In den Verträgen der Versicherer heißt es demnach, der Versicherte habe "alles zu vermeiden, was eine unnötige Erhöhung der Kosten oder eine Erschwerung ihrer Erstattung durch die Gegenseite verursachen könnte". Die Klausel sei nicht klar genug gefasst, monierten die Verbraucherschützer: Der Kunde könne nicht erkennen, was seine Verpflichtungen nach einem Schadensfall sind.

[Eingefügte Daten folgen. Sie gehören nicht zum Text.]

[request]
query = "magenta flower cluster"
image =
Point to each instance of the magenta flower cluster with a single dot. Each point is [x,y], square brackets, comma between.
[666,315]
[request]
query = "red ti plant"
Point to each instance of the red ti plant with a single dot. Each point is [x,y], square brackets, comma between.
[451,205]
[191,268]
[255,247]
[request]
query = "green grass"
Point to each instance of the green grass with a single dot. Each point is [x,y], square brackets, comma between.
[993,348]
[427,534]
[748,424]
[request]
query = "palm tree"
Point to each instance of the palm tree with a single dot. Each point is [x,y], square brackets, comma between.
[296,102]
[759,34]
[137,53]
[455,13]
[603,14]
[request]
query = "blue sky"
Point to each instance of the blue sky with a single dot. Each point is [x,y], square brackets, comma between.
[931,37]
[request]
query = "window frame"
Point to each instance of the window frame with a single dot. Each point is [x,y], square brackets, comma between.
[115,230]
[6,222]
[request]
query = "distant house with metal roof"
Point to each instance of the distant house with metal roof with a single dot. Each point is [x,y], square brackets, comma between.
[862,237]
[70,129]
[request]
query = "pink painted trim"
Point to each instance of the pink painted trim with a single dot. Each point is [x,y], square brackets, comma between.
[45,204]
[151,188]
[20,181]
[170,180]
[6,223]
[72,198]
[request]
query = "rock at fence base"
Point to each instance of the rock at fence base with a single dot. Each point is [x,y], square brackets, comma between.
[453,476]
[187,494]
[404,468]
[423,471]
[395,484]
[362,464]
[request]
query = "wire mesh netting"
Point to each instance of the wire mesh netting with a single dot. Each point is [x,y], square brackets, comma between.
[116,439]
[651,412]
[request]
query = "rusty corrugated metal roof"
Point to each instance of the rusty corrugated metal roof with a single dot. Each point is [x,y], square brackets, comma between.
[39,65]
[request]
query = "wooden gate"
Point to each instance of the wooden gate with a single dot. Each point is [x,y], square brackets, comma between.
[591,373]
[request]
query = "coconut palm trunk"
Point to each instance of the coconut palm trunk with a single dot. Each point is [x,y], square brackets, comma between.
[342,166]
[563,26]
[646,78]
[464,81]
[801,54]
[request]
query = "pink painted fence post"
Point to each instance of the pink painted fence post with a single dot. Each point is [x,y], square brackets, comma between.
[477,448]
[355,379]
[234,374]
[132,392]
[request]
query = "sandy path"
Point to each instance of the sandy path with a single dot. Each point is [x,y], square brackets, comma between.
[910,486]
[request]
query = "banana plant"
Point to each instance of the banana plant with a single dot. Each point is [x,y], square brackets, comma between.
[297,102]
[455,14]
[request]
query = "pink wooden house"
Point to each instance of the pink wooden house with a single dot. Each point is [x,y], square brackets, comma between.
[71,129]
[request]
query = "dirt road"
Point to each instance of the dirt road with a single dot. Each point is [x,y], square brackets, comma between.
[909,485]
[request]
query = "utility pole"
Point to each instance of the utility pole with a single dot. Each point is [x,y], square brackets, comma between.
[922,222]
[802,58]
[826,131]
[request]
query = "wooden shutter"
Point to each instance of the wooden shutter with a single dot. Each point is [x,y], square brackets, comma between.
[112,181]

In einer arbeitsrechtlichen Auseinandersetzung zum Beispiel könnte ein Versicherter nach dieser Klausel seinen Versicherungsschutz verlieren, wenn er eine außergerichtliche Klärung versucht, wie die Verbraucherzentrale erklärte. Auch Fehler des vertretenden Rechtsanwalts könnten dem Versicherten zugerechnet werden. Daher haben die Verbraucherschützer 17 Unternehmen wegen einer solchen Klausel abgemahnt. Es handelt sich um Advocard, Arag, DAS, Deurag, Roland, Neue Rechtsschutz, Allrecht, Auxilia, Badische, R+V, Alte Leipziger, DEVK, Concordia, HDI-Gerling, Itzehoer, DMB und Jurapartner. Die Versicherungen haben bis zum 12. Juli Zeit, eine Unterlassungserklärung abzugeben. Sonst drohen Klagen der Verbraucherzentrale.

Laut Verbraucherzentrale hatte der Bundesgerichtshof (BGH) bereits im vergangenen Jahr erklärt, dass die Klausel wegen Verstoßes gegen das Transparenzgebot und Benachteiligung der Kunden unwirksam sein könnte. Zu einer Entscheidung kam es aber nicht, weil der Versicherer daraufhin den Anspruch des Kunden anerkannt hatte.